Rachel Maloney, AKA Tonikom is a New York City based solo musician specializing in very cool, very current, atmospheric electronic music. She borrows from many different electronic music palettes then reinvents it into her own unique sound, capturing the attention of many ears. Tonikom’s amazing talent can be heard in her discography of six albums. Her sixth and most recent release is Found and Lost from Hymen Records. Tonikom joined Auxiliary’s Hangedman via Skype to talk about her music, her new album, and everything Tonik!
interview by : Hangedman
photographer : Ron Douglas
fashion stylist : Gillian Leigh Bowling
Let’s talk about the new album; this album is appropriately named Found And Lost. This is an exciting album for everyone because it seems like a lifetime since the last, much acclaimed, 2009 The Sniper’s Veil. Can you tell us about the journey from Sniper to Found And Lost?
Tonikom : Sure, this album is very purposely titled, the reverse of what we’re normally used to hearing. I went from creating a lot of work, creating a lot of music, producing a tremendous amount, and then going to creating none at all. It was a really tough time for me. As much as I wanted to create music I just couldn’t. I came off of my 2009 tour; we did a little mini tour in Europe. We played all these shows, and it was a whirlwind tour and I got like three hours of sleep. It was really exciting and a lot of fun but I got home and I just kind of crashed.

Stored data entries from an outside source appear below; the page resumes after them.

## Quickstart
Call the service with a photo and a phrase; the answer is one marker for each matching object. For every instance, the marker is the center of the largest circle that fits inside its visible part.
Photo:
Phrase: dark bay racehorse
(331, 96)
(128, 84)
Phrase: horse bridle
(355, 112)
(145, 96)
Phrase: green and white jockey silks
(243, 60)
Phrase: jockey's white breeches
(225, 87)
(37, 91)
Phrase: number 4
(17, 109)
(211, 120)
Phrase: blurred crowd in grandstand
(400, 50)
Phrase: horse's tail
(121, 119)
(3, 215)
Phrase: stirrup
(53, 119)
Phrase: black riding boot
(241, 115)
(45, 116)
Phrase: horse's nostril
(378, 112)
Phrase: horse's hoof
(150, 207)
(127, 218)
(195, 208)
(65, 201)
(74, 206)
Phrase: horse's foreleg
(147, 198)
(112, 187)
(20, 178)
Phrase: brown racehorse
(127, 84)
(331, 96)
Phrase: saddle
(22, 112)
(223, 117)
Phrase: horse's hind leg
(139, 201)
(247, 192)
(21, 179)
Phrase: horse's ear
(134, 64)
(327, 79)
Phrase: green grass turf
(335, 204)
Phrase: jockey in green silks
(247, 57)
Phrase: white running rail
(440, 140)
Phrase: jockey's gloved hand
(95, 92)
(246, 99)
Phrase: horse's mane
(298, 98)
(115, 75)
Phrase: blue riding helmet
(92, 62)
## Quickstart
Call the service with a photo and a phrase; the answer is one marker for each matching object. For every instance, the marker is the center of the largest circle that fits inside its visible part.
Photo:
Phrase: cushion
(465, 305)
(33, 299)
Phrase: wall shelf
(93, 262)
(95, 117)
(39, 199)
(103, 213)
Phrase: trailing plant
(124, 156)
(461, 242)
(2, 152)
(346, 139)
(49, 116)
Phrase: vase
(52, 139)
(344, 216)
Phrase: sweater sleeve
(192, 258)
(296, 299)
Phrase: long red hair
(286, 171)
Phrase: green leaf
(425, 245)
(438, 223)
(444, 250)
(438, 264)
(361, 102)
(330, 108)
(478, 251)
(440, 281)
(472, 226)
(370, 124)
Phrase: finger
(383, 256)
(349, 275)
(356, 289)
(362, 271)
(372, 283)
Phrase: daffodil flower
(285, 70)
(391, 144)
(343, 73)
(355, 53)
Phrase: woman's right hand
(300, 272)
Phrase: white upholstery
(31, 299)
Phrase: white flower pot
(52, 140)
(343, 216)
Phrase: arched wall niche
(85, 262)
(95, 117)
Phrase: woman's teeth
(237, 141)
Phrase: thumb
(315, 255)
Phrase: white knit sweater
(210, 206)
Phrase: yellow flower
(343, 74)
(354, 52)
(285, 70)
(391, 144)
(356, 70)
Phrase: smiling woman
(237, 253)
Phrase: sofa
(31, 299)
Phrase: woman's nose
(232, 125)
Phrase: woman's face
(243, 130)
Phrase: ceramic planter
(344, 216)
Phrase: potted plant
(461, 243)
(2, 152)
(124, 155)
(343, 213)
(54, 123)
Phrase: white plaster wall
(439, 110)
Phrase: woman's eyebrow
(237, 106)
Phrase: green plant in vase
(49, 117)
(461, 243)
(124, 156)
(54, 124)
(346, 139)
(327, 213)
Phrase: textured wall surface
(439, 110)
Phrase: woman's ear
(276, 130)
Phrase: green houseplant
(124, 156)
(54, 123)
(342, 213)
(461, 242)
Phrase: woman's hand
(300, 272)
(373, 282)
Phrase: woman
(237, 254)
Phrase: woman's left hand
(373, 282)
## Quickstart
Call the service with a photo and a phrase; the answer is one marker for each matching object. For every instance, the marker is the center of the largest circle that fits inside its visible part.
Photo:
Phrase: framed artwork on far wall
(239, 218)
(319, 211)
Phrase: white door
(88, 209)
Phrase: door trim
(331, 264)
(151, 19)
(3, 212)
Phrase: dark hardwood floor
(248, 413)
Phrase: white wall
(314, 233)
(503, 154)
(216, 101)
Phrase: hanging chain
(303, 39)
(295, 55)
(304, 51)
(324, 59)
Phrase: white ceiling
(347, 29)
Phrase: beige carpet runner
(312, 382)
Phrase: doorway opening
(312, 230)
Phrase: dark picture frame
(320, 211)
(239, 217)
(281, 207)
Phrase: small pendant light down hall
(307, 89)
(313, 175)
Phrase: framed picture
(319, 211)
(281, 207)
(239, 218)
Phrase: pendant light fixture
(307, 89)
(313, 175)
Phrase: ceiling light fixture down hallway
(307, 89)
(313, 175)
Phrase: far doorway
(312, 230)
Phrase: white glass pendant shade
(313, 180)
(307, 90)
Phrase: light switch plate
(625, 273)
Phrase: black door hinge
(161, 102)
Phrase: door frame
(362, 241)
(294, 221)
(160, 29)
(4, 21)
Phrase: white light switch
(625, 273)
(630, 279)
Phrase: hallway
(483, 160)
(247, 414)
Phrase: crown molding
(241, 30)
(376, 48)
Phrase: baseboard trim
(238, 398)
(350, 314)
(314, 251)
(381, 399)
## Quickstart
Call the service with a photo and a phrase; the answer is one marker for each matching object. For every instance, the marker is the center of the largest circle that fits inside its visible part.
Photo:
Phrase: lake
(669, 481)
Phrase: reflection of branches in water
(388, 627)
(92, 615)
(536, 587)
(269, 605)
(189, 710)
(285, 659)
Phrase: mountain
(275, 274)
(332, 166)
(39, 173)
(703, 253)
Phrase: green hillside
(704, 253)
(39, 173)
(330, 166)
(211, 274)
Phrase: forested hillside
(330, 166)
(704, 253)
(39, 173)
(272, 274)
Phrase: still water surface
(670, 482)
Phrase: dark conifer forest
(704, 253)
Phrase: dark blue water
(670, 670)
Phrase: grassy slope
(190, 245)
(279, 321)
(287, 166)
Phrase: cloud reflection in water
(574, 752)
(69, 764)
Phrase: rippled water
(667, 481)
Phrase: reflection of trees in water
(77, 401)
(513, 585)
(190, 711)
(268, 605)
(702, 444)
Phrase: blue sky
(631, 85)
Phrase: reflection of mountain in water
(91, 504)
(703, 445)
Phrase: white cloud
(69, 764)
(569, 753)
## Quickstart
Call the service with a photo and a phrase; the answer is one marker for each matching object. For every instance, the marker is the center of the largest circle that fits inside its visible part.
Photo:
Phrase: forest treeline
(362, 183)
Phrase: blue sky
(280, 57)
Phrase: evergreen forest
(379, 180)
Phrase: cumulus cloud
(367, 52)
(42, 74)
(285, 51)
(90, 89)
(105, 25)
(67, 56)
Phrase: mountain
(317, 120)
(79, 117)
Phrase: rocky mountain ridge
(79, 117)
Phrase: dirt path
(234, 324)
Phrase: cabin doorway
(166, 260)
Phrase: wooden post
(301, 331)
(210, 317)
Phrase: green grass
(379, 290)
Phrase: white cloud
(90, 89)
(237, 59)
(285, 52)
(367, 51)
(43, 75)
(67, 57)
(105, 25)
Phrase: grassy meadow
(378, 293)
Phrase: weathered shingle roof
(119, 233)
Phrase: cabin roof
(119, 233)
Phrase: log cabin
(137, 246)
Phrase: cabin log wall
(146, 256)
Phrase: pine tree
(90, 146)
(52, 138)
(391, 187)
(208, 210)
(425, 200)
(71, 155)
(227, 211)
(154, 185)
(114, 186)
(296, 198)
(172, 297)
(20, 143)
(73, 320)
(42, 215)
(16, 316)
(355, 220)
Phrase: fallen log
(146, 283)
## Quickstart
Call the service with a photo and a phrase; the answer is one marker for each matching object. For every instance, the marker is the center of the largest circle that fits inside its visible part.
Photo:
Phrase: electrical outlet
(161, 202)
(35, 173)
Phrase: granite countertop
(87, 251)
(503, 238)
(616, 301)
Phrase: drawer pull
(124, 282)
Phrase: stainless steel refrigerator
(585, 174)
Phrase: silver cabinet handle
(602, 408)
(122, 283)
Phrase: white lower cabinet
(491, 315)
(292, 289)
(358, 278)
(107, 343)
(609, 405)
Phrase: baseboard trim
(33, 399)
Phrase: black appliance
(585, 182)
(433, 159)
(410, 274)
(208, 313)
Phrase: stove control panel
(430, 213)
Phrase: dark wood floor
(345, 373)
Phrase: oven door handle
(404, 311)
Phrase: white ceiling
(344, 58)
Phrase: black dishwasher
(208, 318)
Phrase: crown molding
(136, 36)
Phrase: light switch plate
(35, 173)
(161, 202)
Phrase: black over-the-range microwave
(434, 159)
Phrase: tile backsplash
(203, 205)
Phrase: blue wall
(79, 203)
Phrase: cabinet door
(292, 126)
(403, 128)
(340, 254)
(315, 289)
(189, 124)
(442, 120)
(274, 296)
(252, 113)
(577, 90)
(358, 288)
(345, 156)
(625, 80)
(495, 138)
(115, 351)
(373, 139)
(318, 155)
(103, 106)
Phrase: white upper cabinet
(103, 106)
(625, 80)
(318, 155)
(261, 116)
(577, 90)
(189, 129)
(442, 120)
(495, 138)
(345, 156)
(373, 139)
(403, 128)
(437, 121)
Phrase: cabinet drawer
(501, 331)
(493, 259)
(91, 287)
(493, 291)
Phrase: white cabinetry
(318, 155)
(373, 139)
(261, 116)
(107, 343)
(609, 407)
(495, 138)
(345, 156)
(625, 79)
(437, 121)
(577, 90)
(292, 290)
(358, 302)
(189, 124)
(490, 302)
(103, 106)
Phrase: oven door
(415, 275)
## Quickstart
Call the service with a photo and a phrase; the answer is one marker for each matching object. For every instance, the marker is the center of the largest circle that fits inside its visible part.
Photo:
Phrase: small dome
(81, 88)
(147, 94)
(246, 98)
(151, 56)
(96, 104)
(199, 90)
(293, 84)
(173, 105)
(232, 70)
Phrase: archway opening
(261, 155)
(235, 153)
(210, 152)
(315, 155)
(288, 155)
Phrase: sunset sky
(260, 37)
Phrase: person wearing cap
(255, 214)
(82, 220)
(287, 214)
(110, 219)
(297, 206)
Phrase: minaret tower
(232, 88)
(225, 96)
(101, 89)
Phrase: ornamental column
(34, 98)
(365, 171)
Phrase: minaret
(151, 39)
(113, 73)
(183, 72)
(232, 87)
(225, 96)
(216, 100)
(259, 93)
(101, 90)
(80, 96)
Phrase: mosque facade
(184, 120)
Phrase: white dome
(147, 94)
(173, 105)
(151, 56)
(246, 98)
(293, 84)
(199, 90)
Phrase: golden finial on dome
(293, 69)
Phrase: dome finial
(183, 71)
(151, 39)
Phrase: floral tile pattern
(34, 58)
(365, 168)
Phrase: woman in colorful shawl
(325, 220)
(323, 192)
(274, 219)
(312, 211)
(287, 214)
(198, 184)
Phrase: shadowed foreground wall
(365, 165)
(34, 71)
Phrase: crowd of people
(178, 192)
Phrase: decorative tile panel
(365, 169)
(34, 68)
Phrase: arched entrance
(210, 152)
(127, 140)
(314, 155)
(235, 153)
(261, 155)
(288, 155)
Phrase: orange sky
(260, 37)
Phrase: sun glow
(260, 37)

Like creative block kind of thing?
T : Yeah! I just got into this kind of terrible gray nothingness that was in my brain whenever I tried to sit down and start to work in the studio or kind of play around on the laptop. It was just brutal. I just had the most difficult time with it and I started to realize that I really couldn’t force myself to do it. There was no real deadline I could enforce or try to sell myself, okay in three months I’m going to make one track, or I’m going to do a little bit of sound design and that’s it! None of that worked. I finally realized that I really just had to let go, and walk away and be okay with that, be okay with having total lack of control over whatever creative outlets I have in my life. I just had to be like, “okay, I can’t do anything right now, and I have to be okay with that, and if it comes back it comes back and whenever it does come back it’s just going to be due to circumstances beyond my control.”
And we’re all very happy it did come back!
T : As am I. I find music very cathartic and it’s a very therapeutic thing for me. It does not matter if I’m working on a really upbeat track or a really low-key track, sometimes it kind of lulls me into almost sleep, which is something I really don’t get a lot of. [laughs] So, anything that gets me into that really calm state is very satisfying.